Objective To evaluate whether marital status is an independent predictor of clinical outcomes in patients with stage III NSCLC who are treated uniformly with curative intent.

Methods The Kaplan-Meier method and Cox proportional hazards model were used to estimate the overall survival and freedom from recurrence (FFR) in 355 patients with stage III NSCLC who were treated during 2000-2013.

Results 52% of patients in the cohort were married and were more likely to self-identify as white (P < .0001), reside in zip codes with a higher household median income (P < .0001), have Eastern Cooperative Oncology Group Performance Status of 0 (P = .001), have higher pretreatment albumin (P = .009), undergo surgery (P = .001), and have insurance (P = .029). On multivariate analysis, marital status remained an independent predictor of survival and was associated with a 40% decreased risk of death (P < .0001), further stratifying outcomes beyond gender and stage grouping. FFR was comparable between the 2 groups (P = .108).

Limitations Retrospective analysis; information on individual support system beyond the marital and insurance status and zip code income was not available.

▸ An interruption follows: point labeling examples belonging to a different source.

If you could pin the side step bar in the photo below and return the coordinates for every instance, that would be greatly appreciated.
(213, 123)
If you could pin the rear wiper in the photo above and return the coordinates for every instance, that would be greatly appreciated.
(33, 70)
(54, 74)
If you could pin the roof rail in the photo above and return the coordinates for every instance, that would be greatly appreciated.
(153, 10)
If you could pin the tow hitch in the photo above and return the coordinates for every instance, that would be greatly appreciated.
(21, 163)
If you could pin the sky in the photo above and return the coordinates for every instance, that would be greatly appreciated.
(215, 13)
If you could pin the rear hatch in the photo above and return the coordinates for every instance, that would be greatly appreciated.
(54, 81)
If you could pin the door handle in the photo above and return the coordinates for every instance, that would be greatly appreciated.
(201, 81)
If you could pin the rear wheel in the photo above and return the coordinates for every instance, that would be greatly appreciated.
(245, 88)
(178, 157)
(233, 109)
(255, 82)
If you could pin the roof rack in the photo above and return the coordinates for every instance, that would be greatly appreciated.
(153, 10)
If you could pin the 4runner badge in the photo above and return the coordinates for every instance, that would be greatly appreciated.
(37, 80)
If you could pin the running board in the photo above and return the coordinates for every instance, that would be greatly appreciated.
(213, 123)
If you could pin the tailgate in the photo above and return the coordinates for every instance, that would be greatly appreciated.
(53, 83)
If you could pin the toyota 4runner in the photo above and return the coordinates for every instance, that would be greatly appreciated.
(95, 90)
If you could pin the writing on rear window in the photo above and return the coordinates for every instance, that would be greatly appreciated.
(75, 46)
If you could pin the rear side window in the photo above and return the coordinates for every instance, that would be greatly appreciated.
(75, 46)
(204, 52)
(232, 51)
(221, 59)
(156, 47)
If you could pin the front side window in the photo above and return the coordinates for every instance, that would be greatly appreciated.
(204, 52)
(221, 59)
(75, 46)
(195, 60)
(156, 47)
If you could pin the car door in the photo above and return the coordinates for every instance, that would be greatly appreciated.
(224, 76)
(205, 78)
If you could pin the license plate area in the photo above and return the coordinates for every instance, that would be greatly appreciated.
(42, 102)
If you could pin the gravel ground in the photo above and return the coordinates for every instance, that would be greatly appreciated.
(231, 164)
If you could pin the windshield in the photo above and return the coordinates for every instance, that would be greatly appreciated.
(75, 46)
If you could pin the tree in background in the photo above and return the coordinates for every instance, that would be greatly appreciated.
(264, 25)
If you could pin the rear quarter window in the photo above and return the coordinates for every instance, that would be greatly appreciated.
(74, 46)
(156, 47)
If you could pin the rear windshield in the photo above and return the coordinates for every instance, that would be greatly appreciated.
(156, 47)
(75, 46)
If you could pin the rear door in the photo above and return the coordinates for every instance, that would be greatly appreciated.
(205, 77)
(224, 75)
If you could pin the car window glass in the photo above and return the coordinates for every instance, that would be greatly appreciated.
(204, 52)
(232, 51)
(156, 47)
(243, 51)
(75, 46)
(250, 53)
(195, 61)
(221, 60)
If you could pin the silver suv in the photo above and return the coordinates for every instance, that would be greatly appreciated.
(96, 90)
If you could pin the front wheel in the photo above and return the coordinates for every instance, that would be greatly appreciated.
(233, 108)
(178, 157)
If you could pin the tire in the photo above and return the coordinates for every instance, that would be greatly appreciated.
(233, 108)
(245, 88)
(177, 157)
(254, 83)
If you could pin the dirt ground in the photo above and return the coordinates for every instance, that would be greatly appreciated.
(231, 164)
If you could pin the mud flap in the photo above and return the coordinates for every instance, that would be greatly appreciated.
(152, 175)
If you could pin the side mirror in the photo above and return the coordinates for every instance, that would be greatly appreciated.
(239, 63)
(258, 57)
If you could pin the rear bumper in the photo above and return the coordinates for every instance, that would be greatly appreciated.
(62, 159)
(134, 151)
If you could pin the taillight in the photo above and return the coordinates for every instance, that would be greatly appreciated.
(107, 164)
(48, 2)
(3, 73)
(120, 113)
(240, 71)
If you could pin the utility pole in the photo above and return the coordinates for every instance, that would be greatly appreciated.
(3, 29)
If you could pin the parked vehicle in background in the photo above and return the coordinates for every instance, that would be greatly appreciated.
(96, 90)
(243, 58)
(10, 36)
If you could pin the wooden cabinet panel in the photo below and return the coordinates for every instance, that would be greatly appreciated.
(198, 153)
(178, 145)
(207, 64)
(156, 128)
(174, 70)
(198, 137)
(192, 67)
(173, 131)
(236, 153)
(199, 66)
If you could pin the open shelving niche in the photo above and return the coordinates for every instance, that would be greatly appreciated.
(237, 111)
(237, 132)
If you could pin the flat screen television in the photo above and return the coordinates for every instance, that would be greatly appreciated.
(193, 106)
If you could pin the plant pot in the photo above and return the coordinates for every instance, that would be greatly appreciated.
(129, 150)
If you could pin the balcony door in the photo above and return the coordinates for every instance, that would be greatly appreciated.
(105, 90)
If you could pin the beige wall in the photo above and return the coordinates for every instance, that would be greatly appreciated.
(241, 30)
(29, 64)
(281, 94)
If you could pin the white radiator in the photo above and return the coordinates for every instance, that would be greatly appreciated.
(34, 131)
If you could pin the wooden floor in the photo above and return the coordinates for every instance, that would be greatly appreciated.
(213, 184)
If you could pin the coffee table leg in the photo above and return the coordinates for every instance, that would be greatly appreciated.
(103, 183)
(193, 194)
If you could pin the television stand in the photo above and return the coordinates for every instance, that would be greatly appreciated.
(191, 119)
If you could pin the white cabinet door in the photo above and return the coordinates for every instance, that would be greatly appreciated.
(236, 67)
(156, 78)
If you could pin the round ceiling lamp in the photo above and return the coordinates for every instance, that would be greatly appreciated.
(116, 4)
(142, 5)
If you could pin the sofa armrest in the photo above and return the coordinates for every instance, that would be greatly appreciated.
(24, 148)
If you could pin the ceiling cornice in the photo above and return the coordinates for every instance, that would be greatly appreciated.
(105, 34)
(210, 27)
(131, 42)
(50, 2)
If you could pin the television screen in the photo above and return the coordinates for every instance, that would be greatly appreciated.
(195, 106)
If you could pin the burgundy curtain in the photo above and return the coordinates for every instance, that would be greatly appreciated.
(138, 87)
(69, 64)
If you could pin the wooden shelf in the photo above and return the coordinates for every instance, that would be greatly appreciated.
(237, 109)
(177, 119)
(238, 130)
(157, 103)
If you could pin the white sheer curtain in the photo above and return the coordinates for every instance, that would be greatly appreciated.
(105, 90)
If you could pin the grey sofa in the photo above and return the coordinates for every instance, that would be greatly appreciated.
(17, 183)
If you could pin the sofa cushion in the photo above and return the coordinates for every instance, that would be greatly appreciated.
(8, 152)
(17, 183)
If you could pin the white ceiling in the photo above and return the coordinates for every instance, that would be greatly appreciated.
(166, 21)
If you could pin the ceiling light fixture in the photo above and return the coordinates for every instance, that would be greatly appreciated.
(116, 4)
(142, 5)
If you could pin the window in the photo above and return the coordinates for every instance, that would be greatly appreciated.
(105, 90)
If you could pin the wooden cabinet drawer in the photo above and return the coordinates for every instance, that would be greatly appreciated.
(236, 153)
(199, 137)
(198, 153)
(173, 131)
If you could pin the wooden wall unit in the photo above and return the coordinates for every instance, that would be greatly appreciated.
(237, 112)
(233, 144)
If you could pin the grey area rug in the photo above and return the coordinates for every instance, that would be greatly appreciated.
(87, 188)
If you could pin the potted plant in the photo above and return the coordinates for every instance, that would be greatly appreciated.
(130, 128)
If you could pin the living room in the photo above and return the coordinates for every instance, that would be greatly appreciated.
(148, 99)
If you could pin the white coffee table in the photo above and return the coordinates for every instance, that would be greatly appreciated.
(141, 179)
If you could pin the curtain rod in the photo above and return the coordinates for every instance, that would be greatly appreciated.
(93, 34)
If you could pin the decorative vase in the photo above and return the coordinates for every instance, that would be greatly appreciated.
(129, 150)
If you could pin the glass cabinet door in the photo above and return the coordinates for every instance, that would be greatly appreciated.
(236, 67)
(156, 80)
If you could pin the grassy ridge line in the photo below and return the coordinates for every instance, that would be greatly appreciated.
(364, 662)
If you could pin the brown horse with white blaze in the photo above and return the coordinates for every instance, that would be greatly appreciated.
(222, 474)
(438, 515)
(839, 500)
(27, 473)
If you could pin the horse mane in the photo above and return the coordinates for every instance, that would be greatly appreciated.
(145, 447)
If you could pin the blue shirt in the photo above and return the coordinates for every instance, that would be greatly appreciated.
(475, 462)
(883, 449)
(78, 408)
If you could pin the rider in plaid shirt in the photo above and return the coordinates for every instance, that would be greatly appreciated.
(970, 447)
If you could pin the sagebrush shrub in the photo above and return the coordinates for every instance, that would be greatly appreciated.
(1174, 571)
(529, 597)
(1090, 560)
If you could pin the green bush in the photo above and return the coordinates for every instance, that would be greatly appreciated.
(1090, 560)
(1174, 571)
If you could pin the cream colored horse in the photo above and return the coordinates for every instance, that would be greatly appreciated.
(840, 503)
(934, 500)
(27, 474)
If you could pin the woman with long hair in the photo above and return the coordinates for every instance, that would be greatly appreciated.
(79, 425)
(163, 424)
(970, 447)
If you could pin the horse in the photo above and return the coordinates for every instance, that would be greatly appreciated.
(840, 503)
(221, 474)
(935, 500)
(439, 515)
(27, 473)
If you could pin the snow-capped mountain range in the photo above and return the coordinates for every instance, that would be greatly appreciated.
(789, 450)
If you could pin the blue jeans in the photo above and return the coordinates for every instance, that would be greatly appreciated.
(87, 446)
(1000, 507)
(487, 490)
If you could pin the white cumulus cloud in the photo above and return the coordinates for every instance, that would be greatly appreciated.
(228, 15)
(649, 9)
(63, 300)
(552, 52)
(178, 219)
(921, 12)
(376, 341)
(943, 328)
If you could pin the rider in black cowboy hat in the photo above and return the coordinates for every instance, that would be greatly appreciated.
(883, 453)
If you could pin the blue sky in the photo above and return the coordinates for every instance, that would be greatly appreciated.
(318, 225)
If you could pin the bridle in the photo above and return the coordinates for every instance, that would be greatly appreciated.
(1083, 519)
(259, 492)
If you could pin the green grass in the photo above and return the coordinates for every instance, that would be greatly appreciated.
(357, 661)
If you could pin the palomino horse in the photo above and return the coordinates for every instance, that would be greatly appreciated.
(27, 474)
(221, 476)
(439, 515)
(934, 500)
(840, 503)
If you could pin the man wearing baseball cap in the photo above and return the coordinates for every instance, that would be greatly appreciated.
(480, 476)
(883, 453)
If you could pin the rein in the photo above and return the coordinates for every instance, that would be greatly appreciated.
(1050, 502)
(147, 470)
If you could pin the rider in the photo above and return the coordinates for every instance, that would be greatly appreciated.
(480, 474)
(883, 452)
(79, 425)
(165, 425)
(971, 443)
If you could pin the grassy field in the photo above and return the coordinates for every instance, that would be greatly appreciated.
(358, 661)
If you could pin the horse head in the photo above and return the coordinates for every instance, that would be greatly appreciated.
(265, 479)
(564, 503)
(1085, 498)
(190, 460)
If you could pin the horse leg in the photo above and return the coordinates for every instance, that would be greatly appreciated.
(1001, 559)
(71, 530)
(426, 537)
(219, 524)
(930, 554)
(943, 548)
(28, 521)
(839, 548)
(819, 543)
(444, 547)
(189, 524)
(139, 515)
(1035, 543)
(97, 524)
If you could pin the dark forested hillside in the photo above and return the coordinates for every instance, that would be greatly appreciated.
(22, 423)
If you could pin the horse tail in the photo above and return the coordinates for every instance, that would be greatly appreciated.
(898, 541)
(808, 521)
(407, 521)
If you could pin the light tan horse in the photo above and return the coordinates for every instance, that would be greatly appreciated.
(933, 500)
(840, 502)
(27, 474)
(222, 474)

Conclusions In a cancer such as NSCLC, in which modern therapeutic approaches have yielded only modest survival improvements despite considerable treatment-related toxicity, marital status remains an independent predictor for survival. Marriage is likely a surrogate for better psychosocial support; the scale of survival improvements seen justifies investments into supportive care interventional strategies to help advance overall outcomes.

Funding/sponsorship None

 

Accepted for publication September 6, 2018
Correspondence
Melissa AL Vyfhuis, MD, PhD; mvyfhuis@umm.edu OR
Josephine L Feliciano, MD; jfelici4@jhmi.edu
Disclosures: The authors report no disclosures/conflicts of interest.
Citation JCSO 2018;16(5):e194-e201

©2018 Frontline Medical Communications
doi https://doi.org/10.12788/jcso.0427 

 

 

 

 

 

 

Non–small-cell lung cancer (NSCLC) remains the leading cause of cancer death in the United States, where 29% of patients will present with stage III disease.1,2 Ongoing research efforts seek to improve these outcomes using novel systemic therapy options or modern radiation techniques. However, there have also been recent studies showing the importance of marital and/or partner status on clinical outcomes.3-7 For example, in a large Surveillance, Epidemiology, and End Results (SEER) analysis of 734,889 patients diagnosed with several types of cancer (including lung cancer), patients identified as married were less likely to present with metastatic disease, more likely to receive definitive therapy, and had superior cancer-related mortality even after adjusting for other variables such as cancer stage and treatment when compared with single patients.3 Population-based assessments are important in relaying information about trends and general outcomes based on marital status, but because they are large, they often lack patient-specific information such as nutrition, immunologic status, and variability in treatment paradigms, all of which can independently have an impact on overall survival (OS) in stage III NSCLC.8-10 In addition, population analyses have typically included patients of all cancer stages and hence involved a multitude of treatment approaches ranging from curative to palliative. There are limited well-annotated institutional data on the association of marital status on nonmetastatic, locally advanced (LA-NSCLC) in the setting of National Comprehensive Cancer Network-guided, standard-of-care definitive treatment.